In the DN group they used the levator scapulae and upper trapezius muscles since they reported these muscles are involved with patient's with neck pain. The STT group also used the levator scapulae and upper trapezius muscles for ischemic compression which is consistent with the DN group. But again how did they decided on these three manual therapy techniques? Does the lateral glides at level C4-5 relate to the spinal level innervation of upper trapezius being 2,3,4 and levator scapulae being 3,4,5?

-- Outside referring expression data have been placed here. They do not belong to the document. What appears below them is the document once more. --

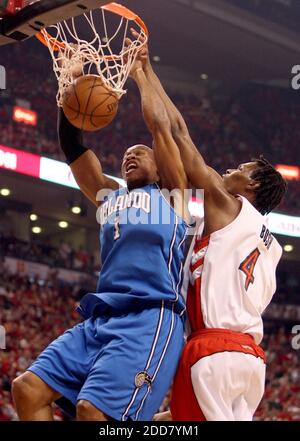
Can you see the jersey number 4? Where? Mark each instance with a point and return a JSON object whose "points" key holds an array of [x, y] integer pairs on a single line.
{"points": [[117, 229], [248, 265]]}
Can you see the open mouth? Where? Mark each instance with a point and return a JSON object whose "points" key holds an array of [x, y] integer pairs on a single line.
{"points": [[130, 167]]}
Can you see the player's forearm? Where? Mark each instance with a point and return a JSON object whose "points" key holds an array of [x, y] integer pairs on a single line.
{"points": [[70, 138], [84, 163], [154, 111], [193, 161], [166, 152], [175, 117]]}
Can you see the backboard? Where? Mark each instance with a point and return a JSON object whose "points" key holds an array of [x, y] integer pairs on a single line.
{"points": [[18, 25]]}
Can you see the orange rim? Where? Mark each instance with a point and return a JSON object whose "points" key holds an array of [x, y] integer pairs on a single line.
{"points": [[115, 8]]}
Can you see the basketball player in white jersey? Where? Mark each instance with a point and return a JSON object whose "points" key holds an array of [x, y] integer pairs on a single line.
{"points": [[230, 280]]}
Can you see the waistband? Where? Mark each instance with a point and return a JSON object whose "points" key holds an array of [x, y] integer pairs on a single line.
{"points": [[213, 340], [239, 337]]}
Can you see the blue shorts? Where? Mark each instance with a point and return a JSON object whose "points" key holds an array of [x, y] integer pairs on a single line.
{"points": [[122, 364]]}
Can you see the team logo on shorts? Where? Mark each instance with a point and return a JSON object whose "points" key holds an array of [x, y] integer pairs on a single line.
{"points": [[141, 378]]}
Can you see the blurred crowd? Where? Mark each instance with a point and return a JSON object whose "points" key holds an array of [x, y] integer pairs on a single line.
{"points": [[227, 130], [40, 251], [34, 313]]}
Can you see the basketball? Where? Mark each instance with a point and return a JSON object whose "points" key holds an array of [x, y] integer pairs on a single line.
{"points": [[88, 104]]}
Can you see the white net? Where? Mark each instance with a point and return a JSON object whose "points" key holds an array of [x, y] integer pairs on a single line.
{"points": [[95, 43]]}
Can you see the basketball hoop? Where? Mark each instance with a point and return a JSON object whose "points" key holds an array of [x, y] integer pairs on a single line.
{"points": [[96, 43]]}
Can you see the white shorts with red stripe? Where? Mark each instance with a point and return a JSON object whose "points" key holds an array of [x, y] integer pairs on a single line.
{"points": [[221, 377]]}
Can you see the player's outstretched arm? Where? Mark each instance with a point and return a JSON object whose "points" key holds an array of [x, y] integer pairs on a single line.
{"points": [[167, 155], [84, 164], [199, 174]]}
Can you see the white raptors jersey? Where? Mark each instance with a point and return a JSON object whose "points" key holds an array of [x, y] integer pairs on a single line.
{"points": [[230, 275]]}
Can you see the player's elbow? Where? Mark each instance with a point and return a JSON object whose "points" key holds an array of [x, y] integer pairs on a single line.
{"points": [[160, 123]]}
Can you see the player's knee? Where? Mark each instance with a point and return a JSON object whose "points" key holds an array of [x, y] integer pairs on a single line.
{"points": [[87, 412], [22, 390]]}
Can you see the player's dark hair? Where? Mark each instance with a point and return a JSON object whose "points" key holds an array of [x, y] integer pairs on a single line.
{"points": [[272, 186]]}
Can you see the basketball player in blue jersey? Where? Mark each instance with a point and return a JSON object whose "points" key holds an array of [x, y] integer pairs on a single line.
{"points": [[231, 278], [120, 361]]}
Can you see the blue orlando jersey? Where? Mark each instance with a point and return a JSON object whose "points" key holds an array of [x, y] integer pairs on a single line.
{"points": [[142, 242]]}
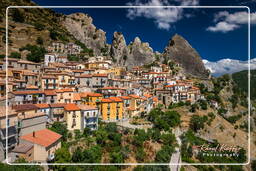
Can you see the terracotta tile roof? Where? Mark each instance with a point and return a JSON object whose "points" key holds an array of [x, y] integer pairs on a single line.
{"points": [[49, 77], [170, 85], [31, 87], [44, 137], [91, 94], [86, 107], [25, 107], [71, 107], [116, 99], [59, 91], [84, 76], [76, 96], [124, 97], [106, 101], [50, 92], [100, 75], [155, 99], [10, 111], [42, 105], [27, 92], [134, 96], [147, 95], [68, 90], [23, 148], [195, 88], [110, 88], [57, 105]]}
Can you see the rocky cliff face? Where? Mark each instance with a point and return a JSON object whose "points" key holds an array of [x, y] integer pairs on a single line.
{"points": [[136, 53], [180, 51], [81, 27], [119, 50]]}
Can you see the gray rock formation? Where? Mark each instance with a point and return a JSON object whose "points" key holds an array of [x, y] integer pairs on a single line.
{"points": [[136, 53], [180, 51], [81, 27], [118, 50]]}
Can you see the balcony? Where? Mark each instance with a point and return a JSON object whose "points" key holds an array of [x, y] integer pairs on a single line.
{"points": [[11, 132], [50, 157]]}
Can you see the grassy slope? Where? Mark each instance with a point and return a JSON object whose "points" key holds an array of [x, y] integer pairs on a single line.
{"points": [[241, 79]]}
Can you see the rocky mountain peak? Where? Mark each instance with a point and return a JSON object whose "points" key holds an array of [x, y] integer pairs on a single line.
{"points": [[81, 26], [180, 51], [137, 40]]}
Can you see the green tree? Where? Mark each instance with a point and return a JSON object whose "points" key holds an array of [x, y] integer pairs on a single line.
{"points": [[54, 35], [39, 40], [39, 26], [197, 122], [60, 128], [15, 55], [62, 155], [77, 134], [17, 15], [140, 154], [164, 155], [77, 155], [116, 157], [253, 165], [168, 138]]}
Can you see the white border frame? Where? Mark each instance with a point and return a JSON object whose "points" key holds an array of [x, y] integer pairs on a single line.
{"points": [[124, 164]]}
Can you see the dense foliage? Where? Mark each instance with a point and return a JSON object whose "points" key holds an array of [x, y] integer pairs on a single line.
{"points": [[241, 83], [164, 120], [36, 52]]}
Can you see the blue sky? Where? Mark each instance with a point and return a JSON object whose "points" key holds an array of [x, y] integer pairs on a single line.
{"points": [[215, 33]]}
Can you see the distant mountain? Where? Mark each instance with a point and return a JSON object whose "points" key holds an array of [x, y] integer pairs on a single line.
{"points": [[180, 51], [81, 26], [228, 66]]}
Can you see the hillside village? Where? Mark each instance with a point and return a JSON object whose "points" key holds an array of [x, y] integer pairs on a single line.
{"points": [[79, 94], [71, 97]]}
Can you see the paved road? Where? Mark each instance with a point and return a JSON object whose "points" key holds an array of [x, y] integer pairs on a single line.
{"points": [[176, 155], [126, 124]]}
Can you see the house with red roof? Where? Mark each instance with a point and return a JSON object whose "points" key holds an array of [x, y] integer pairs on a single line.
{"points": [[45, 143]]}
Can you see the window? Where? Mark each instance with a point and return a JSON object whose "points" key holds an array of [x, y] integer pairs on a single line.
{"points": [[8, 122]]}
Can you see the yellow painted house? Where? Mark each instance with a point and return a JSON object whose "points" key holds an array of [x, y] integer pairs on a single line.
{"points": [[90, 98], [117, 71], [112, 109], [73, 116]]}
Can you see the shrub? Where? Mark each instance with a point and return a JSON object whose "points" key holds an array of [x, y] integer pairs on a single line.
{"points": [[39, 26], [15, 55], [197, 122], [140, 154], [17, 16], [39, 41]]}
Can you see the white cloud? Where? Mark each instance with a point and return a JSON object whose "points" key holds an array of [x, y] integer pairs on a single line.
{"points": [[226, 21], [228, 66], [163, 17], [223, 27]]}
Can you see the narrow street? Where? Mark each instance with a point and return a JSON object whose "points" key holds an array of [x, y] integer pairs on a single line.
{"points": [[176, 158]]}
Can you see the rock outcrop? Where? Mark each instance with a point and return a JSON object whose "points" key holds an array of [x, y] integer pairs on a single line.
{"points": [[118, 50], [180, 51], [136, 53], [81, 26]]}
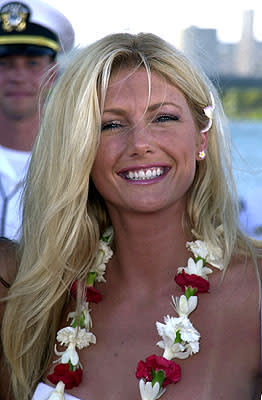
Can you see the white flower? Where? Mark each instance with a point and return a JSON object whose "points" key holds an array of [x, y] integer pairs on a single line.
{"points": [[80, 337], [58, 392], [209, 110], [147, 392], [212, 254], [188, 334], [85, 310], [103, 256], [69, 355], [196, 268], [184, 306]]}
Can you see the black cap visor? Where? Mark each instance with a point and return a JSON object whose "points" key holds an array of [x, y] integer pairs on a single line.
{"points": [[26, 49]]}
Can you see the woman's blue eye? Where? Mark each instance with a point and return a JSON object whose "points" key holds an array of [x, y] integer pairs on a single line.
{"points": [[165, 118], [110, 126]]}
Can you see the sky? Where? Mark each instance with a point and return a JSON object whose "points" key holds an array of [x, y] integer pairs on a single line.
{"points": [[166, 18]]}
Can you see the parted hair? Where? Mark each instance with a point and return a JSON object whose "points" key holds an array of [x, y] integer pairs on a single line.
{"points": [[64, 214]]}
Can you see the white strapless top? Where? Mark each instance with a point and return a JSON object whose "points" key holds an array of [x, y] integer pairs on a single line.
{"points": [[43, 391]]}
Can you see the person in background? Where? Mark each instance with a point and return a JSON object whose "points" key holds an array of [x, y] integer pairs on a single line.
{"points": [[133, 279], [32, 34]]}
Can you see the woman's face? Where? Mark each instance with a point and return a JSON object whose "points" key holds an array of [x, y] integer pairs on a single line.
{"points": [[146, 159]]}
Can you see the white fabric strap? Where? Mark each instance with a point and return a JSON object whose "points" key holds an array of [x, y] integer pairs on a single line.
{"points": [[43, 391]]}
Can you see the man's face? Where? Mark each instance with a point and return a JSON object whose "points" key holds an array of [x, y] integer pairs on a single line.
{"points": [[21, 79]]}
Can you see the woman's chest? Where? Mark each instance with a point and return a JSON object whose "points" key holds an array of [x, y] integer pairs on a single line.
{"points": [[222, 369]]}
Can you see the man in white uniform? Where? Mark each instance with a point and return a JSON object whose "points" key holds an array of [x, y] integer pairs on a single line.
{"points": [[32, 33]]}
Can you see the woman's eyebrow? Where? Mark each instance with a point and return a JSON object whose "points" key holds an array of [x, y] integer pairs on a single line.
{"points": [[156, 106]]}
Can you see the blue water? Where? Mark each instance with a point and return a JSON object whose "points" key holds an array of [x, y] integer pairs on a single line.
{"points": [[246, 139]]}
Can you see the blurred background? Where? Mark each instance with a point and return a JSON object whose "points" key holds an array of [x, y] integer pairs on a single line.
{"points": [[225, 38]]}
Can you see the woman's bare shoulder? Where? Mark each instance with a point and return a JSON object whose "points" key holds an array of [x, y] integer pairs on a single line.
{"points": [[8, 263]]}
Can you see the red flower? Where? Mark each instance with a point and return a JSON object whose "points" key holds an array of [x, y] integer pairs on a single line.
{"points": [[155, 363], [184, 280], [92, 295], [62, 373]]}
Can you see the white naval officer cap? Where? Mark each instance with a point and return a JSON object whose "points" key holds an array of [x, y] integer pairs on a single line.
{"points": [[32, 27]]}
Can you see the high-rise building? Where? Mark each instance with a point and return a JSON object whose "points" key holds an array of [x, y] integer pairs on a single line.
{"points": [[217, 58]]}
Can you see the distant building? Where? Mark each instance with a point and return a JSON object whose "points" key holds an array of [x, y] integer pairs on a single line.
{"points": [[243, 59], [201, 45]]}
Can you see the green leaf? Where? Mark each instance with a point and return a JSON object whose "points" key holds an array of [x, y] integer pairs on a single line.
{"points": [[201, 258], [82, 320], [71, 367], [91, 278], [74, 323], [178, 338], [158, 376], [190, 292]]}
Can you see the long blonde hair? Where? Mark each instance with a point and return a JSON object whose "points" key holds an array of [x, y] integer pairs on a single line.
{"points": [[64, 214]]}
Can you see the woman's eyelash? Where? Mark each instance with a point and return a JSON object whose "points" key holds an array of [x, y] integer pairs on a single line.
{"points": [[166, 117], [110, 126]]}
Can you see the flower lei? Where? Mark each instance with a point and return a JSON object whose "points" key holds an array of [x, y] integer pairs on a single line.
{"points": [[179, 337]]}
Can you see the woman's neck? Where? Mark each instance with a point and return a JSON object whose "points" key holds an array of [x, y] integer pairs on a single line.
{"points": [[149, 248]]}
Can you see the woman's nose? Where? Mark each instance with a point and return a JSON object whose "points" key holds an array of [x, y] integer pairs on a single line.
{"points": [[139, 142]]}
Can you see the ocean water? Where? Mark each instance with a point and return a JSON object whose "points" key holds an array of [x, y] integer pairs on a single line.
{"points": [[246, 139]]}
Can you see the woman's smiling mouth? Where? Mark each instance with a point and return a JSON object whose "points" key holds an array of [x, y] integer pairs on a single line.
{"points": [[144, 174]]}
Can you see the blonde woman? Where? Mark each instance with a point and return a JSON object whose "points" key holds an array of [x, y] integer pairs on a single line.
{"points": [[133, 278]]}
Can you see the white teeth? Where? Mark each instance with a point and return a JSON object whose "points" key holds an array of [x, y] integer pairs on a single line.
{"points": [[145, 174]]}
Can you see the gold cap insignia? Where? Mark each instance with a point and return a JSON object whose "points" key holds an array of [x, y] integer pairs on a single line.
{"points": [[14, 16]]}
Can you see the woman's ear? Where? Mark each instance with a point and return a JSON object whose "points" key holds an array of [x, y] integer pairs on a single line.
{"points": [[202, 146]]}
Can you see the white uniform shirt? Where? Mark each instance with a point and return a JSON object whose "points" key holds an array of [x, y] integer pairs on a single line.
{"points": [[43, 392], [13, 168]]}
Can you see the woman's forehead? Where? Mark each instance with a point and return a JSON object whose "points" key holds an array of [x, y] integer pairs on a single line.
{"points": [[132, 81]]}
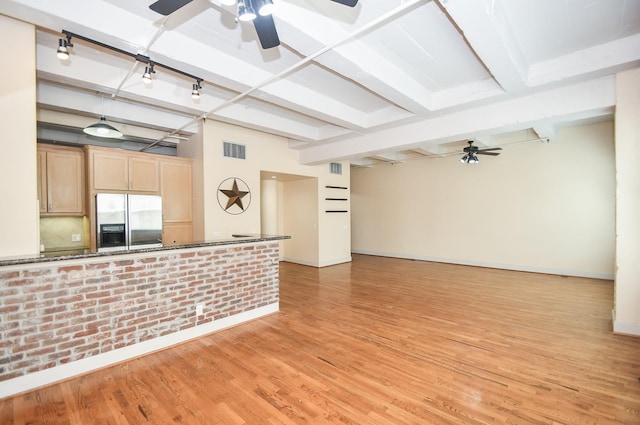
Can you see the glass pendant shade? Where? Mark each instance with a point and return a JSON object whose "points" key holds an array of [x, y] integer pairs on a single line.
{"points": [[102, 129]]}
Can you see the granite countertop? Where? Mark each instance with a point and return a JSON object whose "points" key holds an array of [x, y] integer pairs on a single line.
{"points": [[87, 253]]}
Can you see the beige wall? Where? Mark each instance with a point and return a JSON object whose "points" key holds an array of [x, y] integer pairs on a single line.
{"points": [[326, 238], [19, 212], [627, 293], [546, 207]]}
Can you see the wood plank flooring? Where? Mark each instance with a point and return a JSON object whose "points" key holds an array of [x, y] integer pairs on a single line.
{"points": [[379, 341]]}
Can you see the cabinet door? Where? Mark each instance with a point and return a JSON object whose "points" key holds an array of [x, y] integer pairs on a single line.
{"points": [[177, 191], [110, 171], [143, 175], [177, 233], [65, 186], [42, 181]]}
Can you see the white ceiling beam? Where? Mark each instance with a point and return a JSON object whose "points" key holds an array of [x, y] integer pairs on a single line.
{"points": [[545, 130], [580, 100], [305, 30], [609, 57], [87, 104], [486, 29]]}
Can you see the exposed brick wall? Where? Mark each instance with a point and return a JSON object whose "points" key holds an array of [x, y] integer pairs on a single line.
{"points": [[56, 312]]}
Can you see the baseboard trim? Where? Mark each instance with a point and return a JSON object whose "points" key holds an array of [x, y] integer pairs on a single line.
{"points": [[317, 264], [50, 376], [520, 268]]}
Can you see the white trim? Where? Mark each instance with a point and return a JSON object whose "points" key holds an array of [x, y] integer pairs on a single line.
{"points": [[45, 377], [520, 268]]}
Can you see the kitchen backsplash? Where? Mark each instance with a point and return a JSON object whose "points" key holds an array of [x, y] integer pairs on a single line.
{"points": [[62, 233]]}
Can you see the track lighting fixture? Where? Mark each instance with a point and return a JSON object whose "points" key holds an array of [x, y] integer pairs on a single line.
{"points": [[195, 93], [63, 53], [102, 129], [246, 12], [63, 48], [148, 70]]}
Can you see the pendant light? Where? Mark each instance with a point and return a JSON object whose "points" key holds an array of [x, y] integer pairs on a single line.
{"points": [[102, 129]]}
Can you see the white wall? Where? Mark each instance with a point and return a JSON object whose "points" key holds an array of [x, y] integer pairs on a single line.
{"points": [[300, 218], [266, 152], [19, 223], [545, 207], [627, 293]]}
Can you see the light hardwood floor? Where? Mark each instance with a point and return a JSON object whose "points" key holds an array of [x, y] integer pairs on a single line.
{"points": [[379, 341]]}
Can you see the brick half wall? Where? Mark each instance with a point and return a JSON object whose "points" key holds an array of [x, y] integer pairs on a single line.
{"points": [[58, 312]]}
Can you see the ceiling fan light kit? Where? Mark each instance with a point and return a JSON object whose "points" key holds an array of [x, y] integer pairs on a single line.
{"points": [[471, 151], [257, 11]]}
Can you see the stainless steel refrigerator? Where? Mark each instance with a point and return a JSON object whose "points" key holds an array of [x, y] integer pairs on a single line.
{"points": [[128, 221]]}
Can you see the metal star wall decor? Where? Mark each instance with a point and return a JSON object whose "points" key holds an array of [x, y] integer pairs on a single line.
{"points": [[237, 193]]}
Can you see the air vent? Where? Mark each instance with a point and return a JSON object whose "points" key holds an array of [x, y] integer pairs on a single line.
{"points": [[233, 150], [335, 168]]}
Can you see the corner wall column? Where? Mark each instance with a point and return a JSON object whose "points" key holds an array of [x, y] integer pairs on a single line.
{"points": [[626, 317]]}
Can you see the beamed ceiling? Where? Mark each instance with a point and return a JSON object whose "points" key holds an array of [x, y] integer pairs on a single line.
{"points": [[381, 82]]}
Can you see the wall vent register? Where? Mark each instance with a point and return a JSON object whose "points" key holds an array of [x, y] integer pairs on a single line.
{"points": [[234, 150]]}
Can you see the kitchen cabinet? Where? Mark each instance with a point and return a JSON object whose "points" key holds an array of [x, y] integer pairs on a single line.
{"points": [[176, 187], [112, 170], [61, 181], [121, 171]]}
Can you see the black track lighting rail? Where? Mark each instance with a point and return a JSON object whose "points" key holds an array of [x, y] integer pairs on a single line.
{"points": [[137, 56]]}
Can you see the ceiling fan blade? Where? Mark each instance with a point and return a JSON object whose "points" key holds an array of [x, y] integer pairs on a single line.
{"points": [[266, 29], [350, 3], [167, 7]]}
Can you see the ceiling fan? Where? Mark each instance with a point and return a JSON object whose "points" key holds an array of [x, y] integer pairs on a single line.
{"points": [[471, 151], [258, 11]]}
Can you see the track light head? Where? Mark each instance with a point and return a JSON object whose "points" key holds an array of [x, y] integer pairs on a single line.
{"points": [[148, 70], [63, 48], [246, 12], [195, 93]]}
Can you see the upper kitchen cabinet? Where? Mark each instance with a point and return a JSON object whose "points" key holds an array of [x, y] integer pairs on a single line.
{"points": [[61, 180], [122, 171], [176, 179]]}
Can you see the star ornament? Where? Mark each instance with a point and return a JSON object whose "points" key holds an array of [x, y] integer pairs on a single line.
{"points": [[234, 196]]}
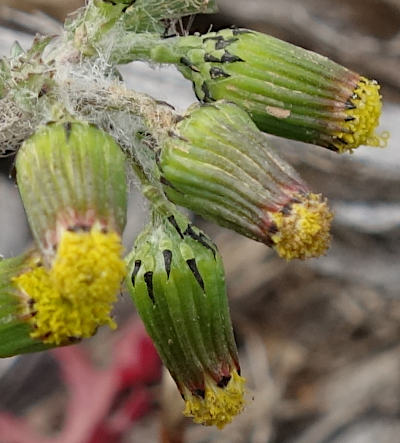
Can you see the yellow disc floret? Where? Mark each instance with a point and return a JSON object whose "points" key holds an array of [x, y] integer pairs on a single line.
{"points": [[362, 118], [75, 296], [219, 405], [304, 231]]}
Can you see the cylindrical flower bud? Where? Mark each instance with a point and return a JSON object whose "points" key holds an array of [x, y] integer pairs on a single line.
{"points": [[176, 279], [72, 181], [17, 311], [287, 90], [217, 163]]}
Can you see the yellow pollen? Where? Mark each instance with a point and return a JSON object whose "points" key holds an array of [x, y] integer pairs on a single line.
{"points": [[219, 405], [75, 297], [359, 129], [304, 232]]}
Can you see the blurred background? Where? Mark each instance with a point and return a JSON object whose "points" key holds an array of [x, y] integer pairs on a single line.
{"points": [[319, 340]]}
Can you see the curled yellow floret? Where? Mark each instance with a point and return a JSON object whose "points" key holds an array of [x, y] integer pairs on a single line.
{"points": [[362, 118], [219, 405], [304, 231], [75, 296]]}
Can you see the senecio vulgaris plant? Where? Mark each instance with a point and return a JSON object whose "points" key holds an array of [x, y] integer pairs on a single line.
{"points": [[79, 135]]}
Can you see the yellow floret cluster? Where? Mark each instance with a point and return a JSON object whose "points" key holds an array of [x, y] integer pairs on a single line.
{"points": [[219, 405], [304, 232], [363, 118], [75, 296]]}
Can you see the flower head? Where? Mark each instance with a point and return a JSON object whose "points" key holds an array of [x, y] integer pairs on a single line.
{"points": [[177, 282], [217, 163], [287, 90], [72, 182]]}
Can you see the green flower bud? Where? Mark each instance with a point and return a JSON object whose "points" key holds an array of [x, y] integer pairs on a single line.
{"points": [[72, 181], [71, 176], [287, 90], [176, 280], [218, 164]]}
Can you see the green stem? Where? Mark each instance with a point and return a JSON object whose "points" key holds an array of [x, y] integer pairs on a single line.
{"points": [[150, 15], [129, 46]]}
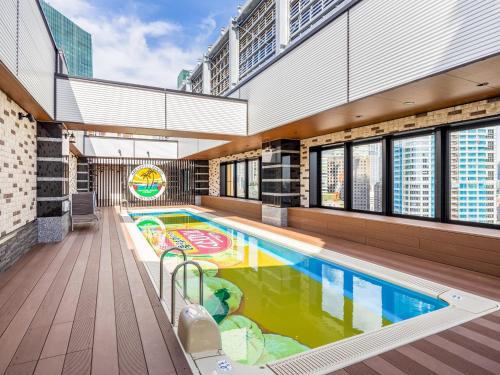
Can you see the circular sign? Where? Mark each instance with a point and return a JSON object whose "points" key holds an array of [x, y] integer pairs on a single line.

From my understanding the mobilizations that were directed at the joints were the upper cervical AP mob and C4-5 lateral glide and the neural glide was the AP glide of T4-5. Is the thoracic technique considered a neural technique due to mobilizing the sympathetic chain? I'm familiar with a similar technique intended to mobilize the sympathetic chain.
A quick point about inclusion criteria. Bilateral neck pain was one inclusion criteria. If one had unilateral neck pain they were excluded from the study. Thoughts why this might be.
I did find the pressure pain threshold interesting since I've never seen this measurement before. I'm assuming this is something that is measured frequently when practicing DN to evaluate improvement.
Manual therapy came out on top, good for manual therapy, but I would like to see more articles comparing DN to acupressure techniques and cervical mobs including manipulation.